Los elementos que nos caracterizan como mexicanos remiten a distintas tradiciones. Sin duda, uno de los ecos que nos brinda identidad es la música. Tanto como versos, las canciones se hallan en la memoria colectiva. Se puede aludir a diferentes “poemas”, por ejemplo: “Quiero tenerte muy cerca/ mirarme en tus ojos/ verte junto a mí” e identificar que se trata de una melodía mexicana. Estos versos impregnados en nuestro haber se encuentran en las marimbas de Xochimilco o en las transmisiones de los viejos radios del mercado del centro de Tlalpan.
La primera vez que escuché a Macedonio Alcalá, representante de la música oaxaqueña, sin saberlo, fue en las trajineras del sur del Distrito Federal. Mi abuelo pidió a los músicos de aquella ocasión que tocaran el famoso vals de Oaxaca: Dios nunca muere. La segunda ocación fue en la ciudad natal del compositor, su himno viajaba en el viento de la bella Oaxaca resonando entre sitios como el mercado de artesanías o la iglesia de Santo Domingo.
La composición de Macedonio Alcalá data de 1868; la letra, posteriormente, interpretada por Pedro Infante, fue del autor Vicente Garrido. La melodía se halla a la altura de la “Canción mixteca” de José López Alavez. La primera, como menciona el título, alude a Dios y a la fe que tienen los hombres al morir: “Pero no importa saber/ que voy a tener el mismo final/ porque me queda el consuelo/ que Dios nunca morirá”. No resulta fortuito que la segunda esboce la nostalgia de la vida del lugar donde se nació.
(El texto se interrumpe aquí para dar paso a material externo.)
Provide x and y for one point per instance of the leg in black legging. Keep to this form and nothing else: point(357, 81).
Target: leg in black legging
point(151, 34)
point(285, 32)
Tal pareciera que a pesar de la festividad que poseen las canciones mexicanas, frecuentemente encontraremos un rasgo de nostalgia, fe y recuerdo.
Los versos, adheridos a mí, de esta canción se volvieron parte fundamental de un recuerdo entrañable del hombre que me enseñó este himno oaxaqueño, el hombre que amorosamente me crío, mi abuelo. Quizá, exista en las canciones tradicionales mexicanas el recuerdo y la nostalgia porque detrás de cada una, hay una historia por ser contada.